Develop preview tools and techniques
Let’s face it – your ad is never going to appear exactly how you want it – due to various factors in one device compared to another. Explore how an ad is represented in various different mobile browsers, on different devices. Extended headlines may work well on one device but not so well on another – the same goes for site links, placements, extended dynamic KW insertion and appended URLs – Search Engine Marketing ad presentation is diversifying at a staggering rate.
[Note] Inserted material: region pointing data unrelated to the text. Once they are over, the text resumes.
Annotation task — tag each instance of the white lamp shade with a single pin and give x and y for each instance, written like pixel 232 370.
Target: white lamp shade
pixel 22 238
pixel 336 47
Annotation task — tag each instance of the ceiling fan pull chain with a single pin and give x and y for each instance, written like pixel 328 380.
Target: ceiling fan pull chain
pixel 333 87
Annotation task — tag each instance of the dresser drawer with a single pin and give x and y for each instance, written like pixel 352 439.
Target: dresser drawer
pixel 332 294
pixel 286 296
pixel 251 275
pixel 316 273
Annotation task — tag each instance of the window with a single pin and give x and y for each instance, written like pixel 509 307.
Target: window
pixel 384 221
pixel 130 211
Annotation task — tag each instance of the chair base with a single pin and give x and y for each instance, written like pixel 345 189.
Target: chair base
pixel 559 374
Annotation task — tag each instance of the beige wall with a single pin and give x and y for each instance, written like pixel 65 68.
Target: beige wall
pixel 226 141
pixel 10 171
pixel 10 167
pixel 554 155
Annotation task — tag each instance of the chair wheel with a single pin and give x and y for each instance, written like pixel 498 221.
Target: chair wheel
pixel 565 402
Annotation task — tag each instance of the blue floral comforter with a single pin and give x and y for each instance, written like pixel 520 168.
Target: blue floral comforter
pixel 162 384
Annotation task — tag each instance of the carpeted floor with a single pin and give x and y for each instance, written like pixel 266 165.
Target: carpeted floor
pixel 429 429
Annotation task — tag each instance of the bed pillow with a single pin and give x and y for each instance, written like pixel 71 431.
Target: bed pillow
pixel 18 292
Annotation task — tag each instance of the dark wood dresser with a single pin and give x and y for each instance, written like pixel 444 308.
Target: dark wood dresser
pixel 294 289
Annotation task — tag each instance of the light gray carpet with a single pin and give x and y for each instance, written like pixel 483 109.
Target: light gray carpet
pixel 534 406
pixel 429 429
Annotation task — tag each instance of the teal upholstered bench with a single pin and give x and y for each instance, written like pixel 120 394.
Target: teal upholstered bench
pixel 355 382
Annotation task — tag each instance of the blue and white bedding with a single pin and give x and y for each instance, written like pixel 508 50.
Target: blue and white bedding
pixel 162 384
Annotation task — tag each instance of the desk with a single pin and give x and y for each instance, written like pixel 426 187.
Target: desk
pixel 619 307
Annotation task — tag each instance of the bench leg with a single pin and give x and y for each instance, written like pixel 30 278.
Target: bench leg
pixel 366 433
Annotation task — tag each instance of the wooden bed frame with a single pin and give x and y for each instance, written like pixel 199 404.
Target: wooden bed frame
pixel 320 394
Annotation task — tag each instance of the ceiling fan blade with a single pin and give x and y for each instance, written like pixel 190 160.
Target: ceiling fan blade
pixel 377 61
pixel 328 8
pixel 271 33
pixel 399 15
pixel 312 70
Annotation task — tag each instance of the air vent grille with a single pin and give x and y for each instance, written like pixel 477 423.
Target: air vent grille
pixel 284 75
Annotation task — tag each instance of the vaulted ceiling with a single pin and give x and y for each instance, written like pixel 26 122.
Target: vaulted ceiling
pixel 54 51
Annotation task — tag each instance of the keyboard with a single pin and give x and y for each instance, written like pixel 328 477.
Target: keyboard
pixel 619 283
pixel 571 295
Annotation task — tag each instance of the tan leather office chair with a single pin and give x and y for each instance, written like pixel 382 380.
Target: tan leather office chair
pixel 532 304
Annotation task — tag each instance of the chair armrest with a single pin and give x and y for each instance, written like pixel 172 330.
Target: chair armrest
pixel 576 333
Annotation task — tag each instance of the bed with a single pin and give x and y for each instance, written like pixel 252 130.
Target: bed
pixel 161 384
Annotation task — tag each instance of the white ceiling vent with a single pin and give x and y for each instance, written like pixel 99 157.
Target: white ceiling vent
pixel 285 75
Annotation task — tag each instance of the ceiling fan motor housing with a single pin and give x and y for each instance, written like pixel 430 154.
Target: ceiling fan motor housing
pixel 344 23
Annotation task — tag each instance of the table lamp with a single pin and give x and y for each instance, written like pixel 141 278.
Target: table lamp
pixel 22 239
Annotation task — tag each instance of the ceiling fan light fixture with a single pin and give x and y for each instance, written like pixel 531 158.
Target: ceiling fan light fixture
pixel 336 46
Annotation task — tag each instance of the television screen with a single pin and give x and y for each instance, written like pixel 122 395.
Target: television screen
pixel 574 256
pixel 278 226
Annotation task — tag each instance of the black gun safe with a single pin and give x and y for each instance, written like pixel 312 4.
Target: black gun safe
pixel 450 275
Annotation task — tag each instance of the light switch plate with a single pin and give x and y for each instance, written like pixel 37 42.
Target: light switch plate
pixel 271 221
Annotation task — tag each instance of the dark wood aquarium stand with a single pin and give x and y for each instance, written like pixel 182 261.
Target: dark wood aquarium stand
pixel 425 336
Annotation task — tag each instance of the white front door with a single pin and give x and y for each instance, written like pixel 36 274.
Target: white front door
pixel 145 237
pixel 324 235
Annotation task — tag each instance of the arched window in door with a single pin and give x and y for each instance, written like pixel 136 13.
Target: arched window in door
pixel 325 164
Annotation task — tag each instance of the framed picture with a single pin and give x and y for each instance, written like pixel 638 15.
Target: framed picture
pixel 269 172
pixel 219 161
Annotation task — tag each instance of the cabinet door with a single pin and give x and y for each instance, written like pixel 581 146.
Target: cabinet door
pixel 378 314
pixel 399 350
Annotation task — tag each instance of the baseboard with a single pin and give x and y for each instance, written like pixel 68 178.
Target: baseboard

Keywords also benefit from this segmented approach. Think about the on-going searches performed on mobile devices and you’ll be steering your keyword list into shorter phrases preferred by the mobile audience. Also examine how YOU use the mobile web. Ask your friends, co-workers and mum – you can learn a lot from those around you, especially if the industry you frequent is quite popular! “Hey Buddy, HOW would you search for a kitchen sink on your phone??” Undoubtedly long tail usage will grow on mobile devices, but for now it’s a better strategy to optimise keywords especially for mobile.
It’s always best to have as many different devices as possible – allow your account managers as much access to different phones, tablets etc – this will allow them the opportunity to optimise ad performance based on a real world viewing environment. This (having a lot of different devices) also helps with any issues that a client may phone in about. You never want a situation where you don’t really understand what they’re talking about.
Hello, I’m on my Windows Phone… the ad doesn’t look very good and it’s not showing up when I search for *^*%$*&%!”
As any sensible web developer/search marketer would never only use one browser; PPC account managers who work with mobile campaigns should never just have “one browser”: invest now.
The most interesting part of working with a mobile campaign is the infancy of mobile advertising: make the right decisions now and watch how you are developing the strategy that will be used in years to come. And then comes to fun bit… actually making conversions: A while back on the YOUmoz blog there was an excellent post talking about how to optimise your landing pages for PPC. Without wanting to quote the post in depth, it’s definitely worth having a read. The suggestions made will help increase your conversion rate.
When I was in high school, a rather old science teacher of mine, before every lesson wrote: “KISS” at the top of the white-board. We all used to pop up and joke that the teacher was being slightly inappropriate…But he had a point.
KEEP IT SIMPLE, STUPID – was the meaning of the acronym and that quite literally applies to landing pages for mobile campaigns. I would never advise a client, looking at developing mobile campaigns to use the same landing pages as with their current PPC campaigns. You must create separate landing pages designed for each mobile device/OS (and always make sure they work, on that device!).
The old adage: “less is more” applies literally to mobile campaigns. We’ve all seen the size of the screens, the intent is already there (they’ve click on your ad!) – why not drive customers to one simple goal: Leaving their details. It’s best in a mobile campaign to drive the customers to leave a few details that allow your follow-up sales team to strike “whilst the irons hot”.
* In our honest opinion you should never make *telephone* a compulsory field. We all know how frustrating it is when sales teams constantly call. And consumers can be put off by you enforcing a telephone number.
It’s a good idea to follow the received e-mail up, with a personal message – perhaps send them a copy of your latest brochure – you can always suggest a quick phone call at this point.
Ultimately though, there is no “one size fits all” solution as mentioned in the 6 Essentially Landing Page Techniques post. But constant testing, refinement and the personal follow-on touch are all that count. Oh, and KEEPING IT SIMPLE, STUPID!